The MPW Insiders Network is an online community where the biggest names in business and beyond answer timely career and leadership questions. Today’s answer for: “How do you manage a heavy workload?” is written by Evin Shutt, chief operating officer and partner at 72andSunny.
Managing life with a heavy workload, and more importantly, avoiding high levels of stress, guilt, or feelings of inadequacy while doing so, came for me once I stopped trying to chase after a “work-life balance.” Unless you’re in a career or lifestyle where you don’t interact with other humans or you’ve reached a master level of zen, then there will always be moments where you feel out of balance.
So the trick becomes making sure the pendulum keeps swinging while finding an equation that works for you.
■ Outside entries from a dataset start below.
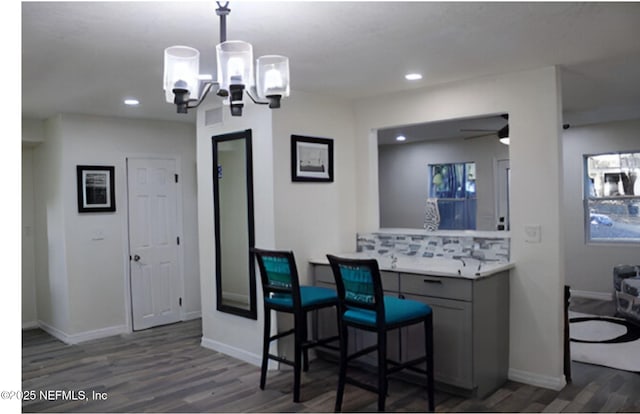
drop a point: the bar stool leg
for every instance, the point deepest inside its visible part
(342, 375)
(428, 339)
(382, 369)
(265, 346)
(297, 358)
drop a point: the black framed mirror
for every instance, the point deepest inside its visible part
(234, 224)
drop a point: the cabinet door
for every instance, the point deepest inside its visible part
(452, 340)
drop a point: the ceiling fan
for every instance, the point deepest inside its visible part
(500, 133)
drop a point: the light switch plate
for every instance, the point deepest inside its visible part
(532, 233)
(98, 234)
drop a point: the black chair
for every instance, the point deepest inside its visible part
(283, 293)
(362, 305)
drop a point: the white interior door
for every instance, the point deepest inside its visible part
(153, 242)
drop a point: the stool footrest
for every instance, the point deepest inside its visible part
(362, 352)
(399, 366)
(281, 359)
(281, 334)
(361, 384)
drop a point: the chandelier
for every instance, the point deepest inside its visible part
(184, 85)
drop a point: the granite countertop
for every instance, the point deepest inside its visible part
(466, 268)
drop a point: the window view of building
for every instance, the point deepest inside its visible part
(612, 197)
(454, 185)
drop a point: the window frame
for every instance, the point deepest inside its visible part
(587, 200)
(465, 201)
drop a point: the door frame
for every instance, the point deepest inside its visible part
(179, 230)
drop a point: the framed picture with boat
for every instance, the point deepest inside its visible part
(311, 159)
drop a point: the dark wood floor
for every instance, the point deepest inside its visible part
(165, 369)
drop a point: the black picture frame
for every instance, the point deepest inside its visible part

Here’s what I’ve learned and am continuing to learn:
Schedule. Schedule. Schedule.
Looking ahead and managing my schedule vs. letting it fill up is a game changer. This isn’t a new approach, but it’s hopefully a good reminder. Inside the office, I prioritize my time into chunks to be more effective. Instead of trying to do everything at once, I schedule time to dive into work that requires serious thinking (and I know I’m best at this in the morning), and then schedule time to respond to “easy” emails (usually later in the afternoon). This approach helps me create structure from the chaos of the day.
And when it comes to my life outside of the office, I like to counter an intense workweek by prioritizing time for a date night with my husband and walking my kids to school. I also look for ways to cheat—date night with my husband can buy me time to take a later meeting before our dinner reservation. When I take ownership of my schedule, it’s empowering—I find I’m way more effective at work, I feel like a way better mom, and I have way more built-in time to recharge my batteries.
Keep ‘em separate
We’re all juggling different roles inside and outside of the office, and each comes with its own responsibilities and expectations. To avoid getting overwhelmed, I’ve identified the biggest stress triggers in each area and then work to avoid or counteract them. For example, I learned early on that taking a work call at home is a huge stress trigger for me. Inevitably, my kids are crying or needing something and I can’t attend to them when I’m on the phone. If I have an early or late call, I make sure I’m out of the house before it starts, or I just stay late at work. I can’t always avoid the collision, but I try to keep them separate as much as possible so I can be my best me in each scenario.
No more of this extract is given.